In particolare, da un esame di detto regolamento emerge che per ragioni di sicurezza e di salvaguardia del sistema, oltre che per motivi tecnici e manutentivi, il personale “sistemistico” potrà avere accesso “in qualunque momento, ai dati trattati da ciascuno, ivi compresi gli archivi di posta elettronica, nonché effettuare verifiche “sui siti internet acceduti dagli utenti […]”; inoltre, “tutti i dati contenuti” nelle caselle di posta elettronica aziendale potranno “essere acceduti da personale della […] azienda per motivi inerenti all’organizzazione del lavoro”, ivi compresi il “superiore gerarchico dell’utente” o altra “persona individuata dall’azienda” per “ogni ipotesi in cui [ciò] si renda necessario”, mentre gli eventuali controlli relativi alla navigazione web da parte dei dipendenti “potranno avvenire mediante un sistema di controllo dei contenuti (Proxy server) o mediante “file di log” della navigazione svolta”.

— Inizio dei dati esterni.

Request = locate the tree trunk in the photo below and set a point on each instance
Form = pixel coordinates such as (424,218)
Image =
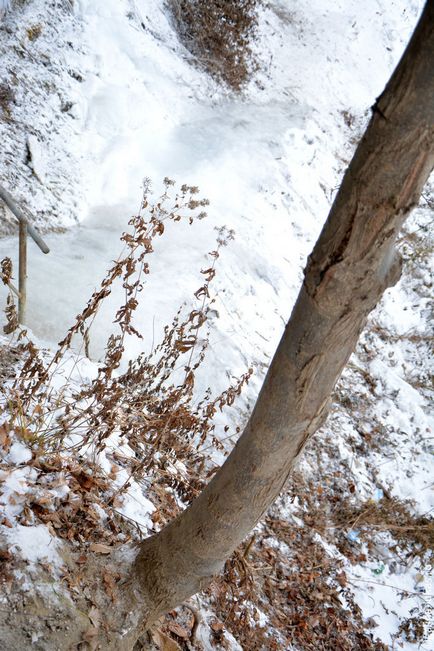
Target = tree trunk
(352,264)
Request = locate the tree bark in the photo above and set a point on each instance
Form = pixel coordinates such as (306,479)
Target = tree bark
(352,264)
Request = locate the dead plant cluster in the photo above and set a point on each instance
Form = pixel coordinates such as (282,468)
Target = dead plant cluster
(218,34)
(151,408)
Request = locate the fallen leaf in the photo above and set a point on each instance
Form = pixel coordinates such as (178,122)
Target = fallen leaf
(164,642)
(178,630)
(95,617)
(99,548)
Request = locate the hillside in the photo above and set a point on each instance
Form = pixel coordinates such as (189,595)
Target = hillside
(97,96)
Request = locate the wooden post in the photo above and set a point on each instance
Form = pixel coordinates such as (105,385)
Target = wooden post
(22,272)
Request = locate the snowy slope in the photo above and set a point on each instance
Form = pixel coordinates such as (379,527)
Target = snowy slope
(270,162)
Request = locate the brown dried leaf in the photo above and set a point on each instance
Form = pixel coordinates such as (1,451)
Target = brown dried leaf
(178,630)
(99,548)
(164,642)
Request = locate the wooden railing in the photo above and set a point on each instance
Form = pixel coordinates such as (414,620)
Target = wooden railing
(25,228)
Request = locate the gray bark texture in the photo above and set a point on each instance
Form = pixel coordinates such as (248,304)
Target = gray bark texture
(352,264)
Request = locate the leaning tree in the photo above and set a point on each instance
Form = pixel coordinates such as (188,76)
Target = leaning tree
(353,262)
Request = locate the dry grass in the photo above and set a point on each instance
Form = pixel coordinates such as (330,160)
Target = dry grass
(218,34)
(152,405)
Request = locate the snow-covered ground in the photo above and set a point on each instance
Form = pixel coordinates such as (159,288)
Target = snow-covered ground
(122,102)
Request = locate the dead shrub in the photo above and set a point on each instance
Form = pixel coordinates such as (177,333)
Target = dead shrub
(218,34)
(151,407)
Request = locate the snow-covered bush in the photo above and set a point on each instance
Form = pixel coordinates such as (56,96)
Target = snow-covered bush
(218,35)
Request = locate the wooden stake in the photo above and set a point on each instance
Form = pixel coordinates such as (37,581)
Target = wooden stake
(22,272)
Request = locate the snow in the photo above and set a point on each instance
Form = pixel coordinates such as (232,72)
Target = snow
(35,544)
(270,161)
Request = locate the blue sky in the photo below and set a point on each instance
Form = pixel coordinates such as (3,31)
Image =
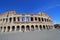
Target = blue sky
(50,7)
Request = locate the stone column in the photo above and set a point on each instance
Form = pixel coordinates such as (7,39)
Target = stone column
(16,19)
(41,19)
(25,27)
(42,27)
(12,20)
(6,29)
(15,28)
(20,19)
(2,29)
(38,28)
(37,19)
(10,28)
(20,28)
(29,19)
(34,19)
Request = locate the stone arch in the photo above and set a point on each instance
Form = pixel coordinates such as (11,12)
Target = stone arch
(18,28)
(8,28)
(13,28)
(23,28)
(32,27)
(36,26)
(28,27)
(40,26)
(31,18)
(10,19)
(4,28)
(42,19)
(47,26)
(38,18)
(1,28)
(43,26)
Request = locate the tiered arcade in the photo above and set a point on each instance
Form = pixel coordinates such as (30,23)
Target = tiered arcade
(12,22)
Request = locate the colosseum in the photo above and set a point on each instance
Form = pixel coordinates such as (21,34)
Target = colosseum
(12,22)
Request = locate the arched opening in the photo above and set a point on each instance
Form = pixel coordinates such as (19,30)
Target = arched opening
(42,19)
(27,28)
(43,26)
(23,28)
(47,26)
(13,28)
(10,19)
(32,27)
(8,28)
(35,18)
(40,26)
(4,29)
(31,18)
(1,28)
(36,26)
(18,28)
(39,18)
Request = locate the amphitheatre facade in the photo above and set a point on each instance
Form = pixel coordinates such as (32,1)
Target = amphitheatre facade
(12,22)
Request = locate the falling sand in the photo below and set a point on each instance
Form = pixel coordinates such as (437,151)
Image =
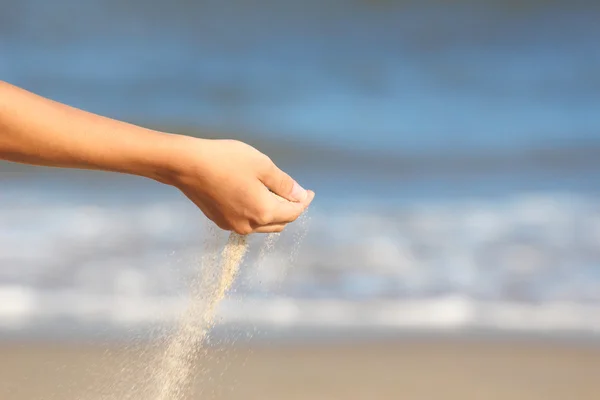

In ragione di tali disposizioni, riservati comunque eventuali approfondimenti in relazione ai trattamenti di dati personali dei dipendenti ad esse correlati, ai sensi degli artt. 143, comma 1, lett. b) e 154, comma 1, lett. c) del Codice, si ritiene di dover prescrivere a JJ S.p.A. di conformare il contenuto del regolamento adottato il 27 novembre 2009 per disciplinare le modalità di utilizzo degli strumenti elettronici aziendali alle istruzioni fornite da questa Autorità con le già citate Linee guida per posta elettronica e internet del 1° marzo 2007 e con il provvedimento del 27 novembre 2008, recante “Misure e accorgimenti prescritti ai titolari dei trattamenti effettuati con strumenti elettronici relativamente alle attribuzioni delle funzioni di amministratore di sistema” (doc. web n. 1577499).
TUTTO CIÒ PREMESSO, IL GARANTE
accertata l’illiceità del trattamento svolto:
a) ai sensi degli artt. 143, comma 1, lett. c) e 154, comma 1, lett. d) del Codice, dispone nei confronti di JJ S.p.A., perché in contrasto con i princìpi di correttezza e finalità (artt. 11, comma 1, lett. a), e 13 del Codice) e proporzionalità (art. 11, comma 1, lett. d) del Codice), il divieto dell’ulteriore trattamento dei dati personali riferiti all’interessata e ritratti dai file e documenti acquisiti nell’ambito delle operazioni di backup effettuate sul server aziendale;
b) ai sensi dell’art. 143, comma 1, lett. b) e 154, comma 1, lett. c) del Codice, prescrive a JJ S.p.A. di conformare il contenuto del regolamento adottato il 27 novembre 2009 per disciplinare le modalità di utilizzo degli strumenti elettronici aziendali alle istruzioni fornite da questa Autorità con le Linee guida del 1° marzo 2007 (posta elettronica e internet) e con il provvedimento del 27 novembre 2008 (amministratori di sistema).